What these experiments collectively illustrate are certain “universals” of complex control systems, including layering for DeSS to overcome hardware SATs, and new laws from control theory to explain oscillations and crashes and their dependencies on problem conditions. More subtle and significant is how these tools combine to create a platform for a more rigorous systems biology and neuroscience, and hopefully a theoretical foundation for robust learning. Lectures online use these simple experiments as a starting point for explaining this platform, and also illustrate it in other applications in biology, medicine, and technology.
Levels are also important: These extreme diversities in function, behavior, and performance across layers such as Vis/Vest/Prop, are matched by equally extreme diversity in the lower level nerves that implement them. While less essential to this course than the laws/layers experiments above, the orthogonal notion of levels is ultimately as essential to understanding biking, balance, sensorimotor control, and learning in general. The Vis/Vest layers are all at the system level and are implemented in a lower nerve level. So, in addition to Vis/Vest layering, there is System/Nerve levels for both Vis and Vest systems, and this is essential to understanding the origins of the extreme SAT we see in Vis versus Vest.
There are many orders of magnitude diversity in nerve size (thus cost to build and maintain) and composition (e.g. axon size and numbers, and thus latency and quantization), as well muscle composition (slow to fast twitch), and in other brain components engaged in all the above experiments. In sensorimotor control more broadly, the research challenge is to make sense of the apparently bewildering complexity of both sensorimotor behavior and its neural substrate. One large and central line of existing research is called Speed Accuracy Tradeoffs (SAT).
Fitts’ Law is the canonical example of SAT and is the single most studied topic from basic neuroscience to human factors engineering. In most motor tasks (e.g. reaching, throwing, riding a mountain bike down a twisting rocky trail, etc) there are a variety of tradeoffs between the speed and accuracy of movement, and can include distance traveled and time allowed, as well as preparation time, advanced warning, unmeasured disturbances, delays, instabilities, etc.
Basic Fitts involves reaching for a target of width W over a distance D while trying to minimize the time T, and surprisingly, T scales with the log(D/W).

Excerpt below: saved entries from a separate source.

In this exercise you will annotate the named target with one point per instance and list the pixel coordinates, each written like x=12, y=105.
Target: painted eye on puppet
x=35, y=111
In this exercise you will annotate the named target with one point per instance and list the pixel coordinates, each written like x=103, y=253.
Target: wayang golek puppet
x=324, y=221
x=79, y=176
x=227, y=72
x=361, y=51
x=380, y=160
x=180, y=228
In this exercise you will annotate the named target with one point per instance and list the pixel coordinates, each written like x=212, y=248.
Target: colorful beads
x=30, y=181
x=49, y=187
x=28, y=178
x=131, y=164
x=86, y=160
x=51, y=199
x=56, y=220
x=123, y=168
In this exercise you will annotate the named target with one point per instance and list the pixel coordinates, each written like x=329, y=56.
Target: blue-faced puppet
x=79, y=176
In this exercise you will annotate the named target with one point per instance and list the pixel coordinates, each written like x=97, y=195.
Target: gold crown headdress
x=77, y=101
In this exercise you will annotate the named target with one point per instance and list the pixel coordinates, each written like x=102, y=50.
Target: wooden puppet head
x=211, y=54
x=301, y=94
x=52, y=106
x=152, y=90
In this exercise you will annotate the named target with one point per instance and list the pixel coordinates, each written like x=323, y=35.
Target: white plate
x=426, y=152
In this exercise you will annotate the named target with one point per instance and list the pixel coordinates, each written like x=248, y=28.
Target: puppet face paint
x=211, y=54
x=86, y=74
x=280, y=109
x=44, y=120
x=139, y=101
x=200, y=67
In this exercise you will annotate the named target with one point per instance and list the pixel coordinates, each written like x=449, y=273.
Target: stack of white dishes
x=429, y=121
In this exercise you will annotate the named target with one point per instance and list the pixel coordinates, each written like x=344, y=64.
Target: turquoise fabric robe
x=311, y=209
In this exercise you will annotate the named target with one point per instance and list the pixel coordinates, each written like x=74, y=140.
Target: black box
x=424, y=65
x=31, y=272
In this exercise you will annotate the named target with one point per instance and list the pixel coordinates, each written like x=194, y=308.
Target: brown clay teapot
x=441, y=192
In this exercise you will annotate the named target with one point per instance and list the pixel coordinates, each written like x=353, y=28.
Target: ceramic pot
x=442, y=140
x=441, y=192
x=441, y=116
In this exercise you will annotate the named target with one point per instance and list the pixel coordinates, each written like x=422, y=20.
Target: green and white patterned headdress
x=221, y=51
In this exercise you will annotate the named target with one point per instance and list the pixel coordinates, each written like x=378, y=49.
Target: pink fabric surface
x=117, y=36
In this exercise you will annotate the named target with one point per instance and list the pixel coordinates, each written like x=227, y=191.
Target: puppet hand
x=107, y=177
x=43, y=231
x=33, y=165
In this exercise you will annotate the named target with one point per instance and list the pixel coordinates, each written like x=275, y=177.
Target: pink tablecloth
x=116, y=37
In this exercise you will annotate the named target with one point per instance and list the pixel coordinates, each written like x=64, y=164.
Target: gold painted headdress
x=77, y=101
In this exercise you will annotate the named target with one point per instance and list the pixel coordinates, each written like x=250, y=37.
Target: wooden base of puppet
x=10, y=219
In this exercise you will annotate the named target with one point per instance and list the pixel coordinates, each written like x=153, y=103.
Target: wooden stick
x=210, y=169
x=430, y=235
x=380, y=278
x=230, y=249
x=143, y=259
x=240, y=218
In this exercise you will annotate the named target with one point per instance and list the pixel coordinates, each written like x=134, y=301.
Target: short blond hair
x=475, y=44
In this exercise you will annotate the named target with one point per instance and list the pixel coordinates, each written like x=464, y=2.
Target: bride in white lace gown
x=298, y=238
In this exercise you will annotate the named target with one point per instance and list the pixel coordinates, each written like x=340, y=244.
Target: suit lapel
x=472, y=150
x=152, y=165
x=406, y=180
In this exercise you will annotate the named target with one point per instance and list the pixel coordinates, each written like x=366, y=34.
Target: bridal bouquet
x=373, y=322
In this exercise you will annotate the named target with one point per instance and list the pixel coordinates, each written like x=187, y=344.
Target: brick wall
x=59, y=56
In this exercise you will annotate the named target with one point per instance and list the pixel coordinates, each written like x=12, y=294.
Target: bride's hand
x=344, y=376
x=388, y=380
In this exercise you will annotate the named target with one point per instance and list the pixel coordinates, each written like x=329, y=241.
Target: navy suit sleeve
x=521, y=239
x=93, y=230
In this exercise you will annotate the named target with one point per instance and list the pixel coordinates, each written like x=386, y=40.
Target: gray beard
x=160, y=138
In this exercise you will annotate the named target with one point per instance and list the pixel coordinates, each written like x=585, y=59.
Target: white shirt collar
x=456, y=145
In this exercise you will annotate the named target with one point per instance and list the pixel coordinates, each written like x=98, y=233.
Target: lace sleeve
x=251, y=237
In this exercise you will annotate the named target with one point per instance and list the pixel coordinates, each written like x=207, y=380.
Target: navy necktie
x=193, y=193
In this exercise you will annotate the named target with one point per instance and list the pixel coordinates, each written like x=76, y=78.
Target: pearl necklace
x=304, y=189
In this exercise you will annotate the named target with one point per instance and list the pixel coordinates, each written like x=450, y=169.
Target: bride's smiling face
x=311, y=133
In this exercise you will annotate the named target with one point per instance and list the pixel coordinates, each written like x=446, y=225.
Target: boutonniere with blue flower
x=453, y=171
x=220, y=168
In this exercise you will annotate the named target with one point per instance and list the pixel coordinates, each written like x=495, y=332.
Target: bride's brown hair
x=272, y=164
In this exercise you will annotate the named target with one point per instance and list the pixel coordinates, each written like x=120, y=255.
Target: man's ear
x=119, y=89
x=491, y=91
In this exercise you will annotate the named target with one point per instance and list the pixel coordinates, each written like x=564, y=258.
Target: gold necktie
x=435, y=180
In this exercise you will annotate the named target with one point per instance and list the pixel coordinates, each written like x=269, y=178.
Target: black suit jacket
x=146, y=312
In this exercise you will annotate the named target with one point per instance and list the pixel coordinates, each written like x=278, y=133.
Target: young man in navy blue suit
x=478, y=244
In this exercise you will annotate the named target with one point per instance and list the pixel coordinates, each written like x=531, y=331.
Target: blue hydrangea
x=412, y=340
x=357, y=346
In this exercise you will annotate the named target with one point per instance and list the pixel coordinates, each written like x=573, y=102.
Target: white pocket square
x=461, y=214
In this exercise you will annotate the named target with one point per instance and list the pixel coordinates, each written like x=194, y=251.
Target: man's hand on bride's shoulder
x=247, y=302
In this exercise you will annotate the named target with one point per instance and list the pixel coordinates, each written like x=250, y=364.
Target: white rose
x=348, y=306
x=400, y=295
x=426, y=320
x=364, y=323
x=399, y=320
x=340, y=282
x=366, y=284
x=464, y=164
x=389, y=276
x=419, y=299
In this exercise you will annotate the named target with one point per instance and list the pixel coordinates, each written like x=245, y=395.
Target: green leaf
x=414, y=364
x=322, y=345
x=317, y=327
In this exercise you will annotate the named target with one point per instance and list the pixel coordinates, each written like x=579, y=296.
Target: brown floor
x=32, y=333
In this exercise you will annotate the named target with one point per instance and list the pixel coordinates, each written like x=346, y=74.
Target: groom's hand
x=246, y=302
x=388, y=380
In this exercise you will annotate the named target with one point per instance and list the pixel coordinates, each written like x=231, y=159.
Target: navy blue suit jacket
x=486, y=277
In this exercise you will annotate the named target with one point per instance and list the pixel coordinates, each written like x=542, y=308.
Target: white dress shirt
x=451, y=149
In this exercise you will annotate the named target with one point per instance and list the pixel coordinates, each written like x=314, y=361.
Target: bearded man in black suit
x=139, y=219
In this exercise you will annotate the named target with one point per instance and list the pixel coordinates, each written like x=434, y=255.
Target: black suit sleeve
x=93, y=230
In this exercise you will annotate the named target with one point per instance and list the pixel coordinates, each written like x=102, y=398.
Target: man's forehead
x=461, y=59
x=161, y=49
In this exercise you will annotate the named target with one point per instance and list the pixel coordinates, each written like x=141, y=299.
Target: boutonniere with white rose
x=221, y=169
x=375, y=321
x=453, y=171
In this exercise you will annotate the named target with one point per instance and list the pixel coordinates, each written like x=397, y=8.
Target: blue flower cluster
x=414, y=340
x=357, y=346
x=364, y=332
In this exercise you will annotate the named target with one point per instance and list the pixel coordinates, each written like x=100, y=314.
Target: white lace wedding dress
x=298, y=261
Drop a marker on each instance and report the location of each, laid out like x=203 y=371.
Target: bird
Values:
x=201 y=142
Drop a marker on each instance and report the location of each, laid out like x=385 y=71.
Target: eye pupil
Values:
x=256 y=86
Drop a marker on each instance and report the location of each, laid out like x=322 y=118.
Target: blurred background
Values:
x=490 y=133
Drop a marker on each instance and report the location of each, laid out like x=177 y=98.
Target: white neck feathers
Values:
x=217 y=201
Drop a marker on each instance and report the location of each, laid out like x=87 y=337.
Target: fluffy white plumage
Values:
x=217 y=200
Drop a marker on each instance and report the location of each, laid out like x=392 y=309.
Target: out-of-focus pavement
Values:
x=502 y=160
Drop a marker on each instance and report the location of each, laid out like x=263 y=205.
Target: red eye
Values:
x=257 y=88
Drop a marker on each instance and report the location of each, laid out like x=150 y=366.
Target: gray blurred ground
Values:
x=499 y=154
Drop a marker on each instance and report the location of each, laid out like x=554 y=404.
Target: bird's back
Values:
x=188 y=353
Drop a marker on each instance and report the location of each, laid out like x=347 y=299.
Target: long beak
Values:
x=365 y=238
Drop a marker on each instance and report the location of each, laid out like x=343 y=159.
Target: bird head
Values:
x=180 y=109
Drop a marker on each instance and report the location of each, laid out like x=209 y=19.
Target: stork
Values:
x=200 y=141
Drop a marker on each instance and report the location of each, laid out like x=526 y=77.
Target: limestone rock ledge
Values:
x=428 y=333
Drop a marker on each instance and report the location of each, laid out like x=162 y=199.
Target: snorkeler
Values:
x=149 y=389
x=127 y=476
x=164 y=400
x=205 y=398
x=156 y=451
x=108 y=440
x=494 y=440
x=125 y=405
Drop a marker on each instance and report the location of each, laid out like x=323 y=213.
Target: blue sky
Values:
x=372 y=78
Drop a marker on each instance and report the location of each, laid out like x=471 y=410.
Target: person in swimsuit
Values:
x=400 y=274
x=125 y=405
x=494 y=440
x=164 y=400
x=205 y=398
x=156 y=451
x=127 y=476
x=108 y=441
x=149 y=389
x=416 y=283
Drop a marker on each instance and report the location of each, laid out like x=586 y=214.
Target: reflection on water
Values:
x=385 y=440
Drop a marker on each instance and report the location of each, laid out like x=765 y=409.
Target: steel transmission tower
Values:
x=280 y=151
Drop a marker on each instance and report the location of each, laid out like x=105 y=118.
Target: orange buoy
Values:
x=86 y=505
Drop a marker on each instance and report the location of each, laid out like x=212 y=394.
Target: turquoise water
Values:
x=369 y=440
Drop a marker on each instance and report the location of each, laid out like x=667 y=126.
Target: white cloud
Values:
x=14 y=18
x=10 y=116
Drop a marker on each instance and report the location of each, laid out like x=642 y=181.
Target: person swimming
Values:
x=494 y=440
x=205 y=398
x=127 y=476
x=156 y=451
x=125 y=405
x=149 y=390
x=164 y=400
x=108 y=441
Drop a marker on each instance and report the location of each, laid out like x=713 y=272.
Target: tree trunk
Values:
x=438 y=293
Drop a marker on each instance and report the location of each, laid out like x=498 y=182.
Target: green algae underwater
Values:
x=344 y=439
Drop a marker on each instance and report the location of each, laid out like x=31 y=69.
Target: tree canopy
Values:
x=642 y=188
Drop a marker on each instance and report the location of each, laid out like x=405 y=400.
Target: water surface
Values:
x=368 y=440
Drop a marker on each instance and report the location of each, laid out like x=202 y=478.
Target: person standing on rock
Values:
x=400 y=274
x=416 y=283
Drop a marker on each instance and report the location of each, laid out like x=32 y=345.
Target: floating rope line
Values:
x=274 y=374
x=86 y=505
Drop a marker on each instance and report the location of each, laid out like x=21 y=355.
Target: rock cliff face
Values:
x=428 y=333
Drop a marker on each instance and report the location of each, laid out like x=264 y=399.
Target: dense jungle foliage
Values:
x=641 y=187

Other analogous logarithmic scaling laws pervade biology and neuroscience (with names like Weber-Fechner, Bohr, Ricco, …). Most simply Fitts means that the time to move a distance D (with a fixed error) scales not linearly with D (which would be true if speed were uniform) but much more favorably with log(D/W). We showed that one absolutely essential element to get the favorable log scaling is a “diversity-enabled sweet spot” (DeSS) in the muscles controlling movement [Nakahira et al]. Muscles themselves have a SAT ranging from “slow twitch” which are accurate to stronger “fast twitch” which are not. Any uniform muscle can only produce a linear Fitts law, and exactly the kind of accurate versus fast mix of muscle types seen in real physiology is necessary and sufficient to get the much more favorable log scaling seen in Fitts experiments.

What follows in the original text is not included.